Logo num primeiro momento, se viu cercado por inúmeros minotauros, todos enfurecidos. Jogou sua tocha em um deles, que queimou e tombou ao chão, mas ainda havia muitos. Foi aí que sentiu uma rajada azul de energia o atingindo em seu peito, e pôde perceber Sheng vindo em sua direção. Em um único golpe, cortou superficialmente três minotauros, e conseguiu se desvencilhar para ver a fera.
Tinha mais de dois metros e meio de altura, sendo um pouco maior que os demais minotauros. Possuía uma pelugem vermelha sobre a cabeça, que se assemelhava a um cabelo humano e descia até sua lombar. Segurava um imponente cajado mágico e tinha o corpo todo tatuado, com inscrições e símbolos que Sandro não conseguia decifrar.
Seu momento de contemplação foi interrompido quando dois minotauros o ergueram e o arremessaram contra a parede, o que o fez deixar sua mochila com mantimentos e poções de cura cair no chão. Arrastou-se para tentar pegá-la, mas um bando de hienas apareceu não se sabe de onde e devorou-a. A batalha estava muito mais dura do que se imaginava.
Sandro, contudo, não desistiu. Com alguns movimentos de espada, conseguiu facilmente feri-los e faze-los bater em retirada. Agora, só restava ele e Sheng. A fera manteve distância, e atacava com rápidas rajadas de energia e de fogo. Algumas eram absorvidas pela cota de malha que o aventureiro usava; outras acertavam-no em cheio. Mas o Aprendiz era fraco, de pouca resistência, e sem a proteção dos minotauros logo caiu ao chão, com um urro de dor.
Sandro ajoelhou-se, fincando a espada no chão como forma de apoio, e contemplou o chão ensangüentado da caverna. Pensou que sua aventura havia chegado finalmente ao fim, e que a partir daquele momento poderia considerar-se um verdadeiro rooker.
Mas o que aconteceu a seguir foi inacreditável.
Ainda de guarda baixa, ajoelhado, ouviu um som que parecia o de uma porta destrancando. Espiou sobre os ombros, mas tudo o que via era uma escuridão profunda. No entanto, um novo barulho surgiu, rítmico e crescente.
Quando Sandro percebeu que eram passos já era tarde demais. Até hoje não sabe se o que o apunhalou pelas costas foi uma porrada ou uma nova rajada de energia. O fato é que, depois disso, uma ofuscante luz surgiu e ele não se lembrou de mais nada.
***
Alguns dias haviam se passado desde o misterioso ocorrido. Sandro havia acordado em sua casa, com as feridas completamente saradas e como se nada tivesse acontecido. Contou sua aventura para todos os seus amigos, que acreditaram e o apoiaram (talvez por causa do vinho, mas isso não vem ao caso).
Naquele exato momento, contudo, ele estava solitário na orla de Rookgaard, em frente ao túmulo de Khone.
Sandro era seu melhor amigo, e o viu morrer em seus braços, há exatos oito anos, por uma doença desconhecida. E ainda não havia conseguido superar essa dor. Jogava flores em seu túmulo, quando sentiu alguém aproximando-se.
Era Hyacinth.
- Lembro-me dele como se fosse ontem – disse o eremita, com sua voz rouca e impactante, apoiado em uma rústica bengala.

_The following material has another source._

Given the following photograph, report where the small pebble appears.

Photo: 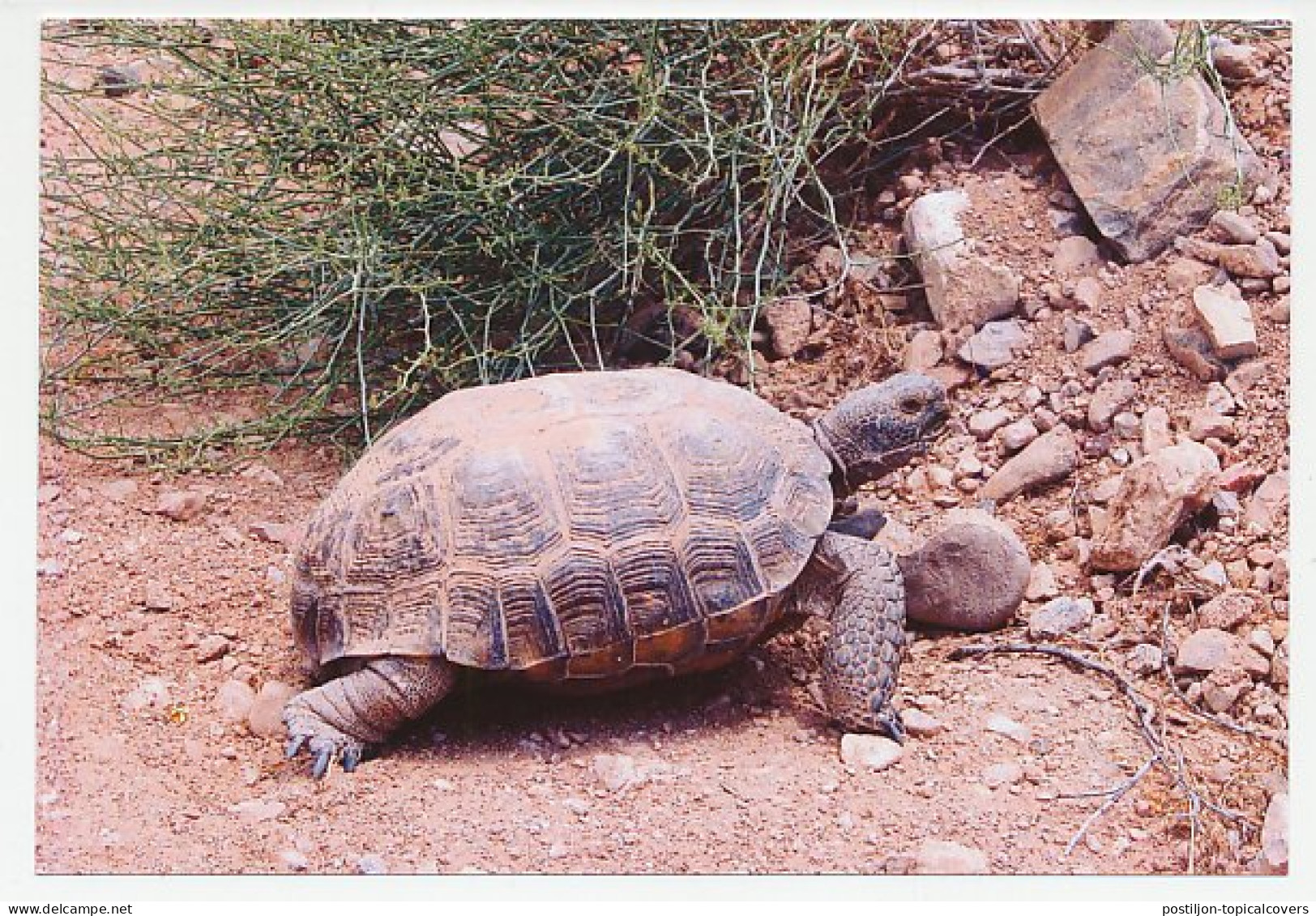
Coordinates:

- Eu também... – ratificou Sandro, ainda olhando para o mar, com a vista sobre o túmulo – Está vendo aquela ilha? – apontou para uma ilha envolta por fogo – Khone dizia que um dia chegaria até lá, e que encontraria os mistérios mais profundos de Rookgaard.
- Era um sonhador...
- Eu acreditava nele.
Eles não trocaram mais nenhuma palavra. Hyacinth apenas repousou flores em seu túmulo, e ficou a fitar o horizonte ao lado de Sandro. Os dois viram o pôr-do-sol juntos, em uma tarde em memória de Khone. E, de alguma forma, o jovem rooker entendia que aquele encontro estava intimamente relacionado com sua misteriosa sobrevivência na cripta do minotauro.
A chama rookgaardiana ainda estava acesa, e a ilha ainda veria inúmeras aventuras que seriam contadas nas próximas gerações por bardos e falariam de amizades, minotauros e espadas. Como a que acaba de ser contada.
E uma estrela cadente cruzou o céu...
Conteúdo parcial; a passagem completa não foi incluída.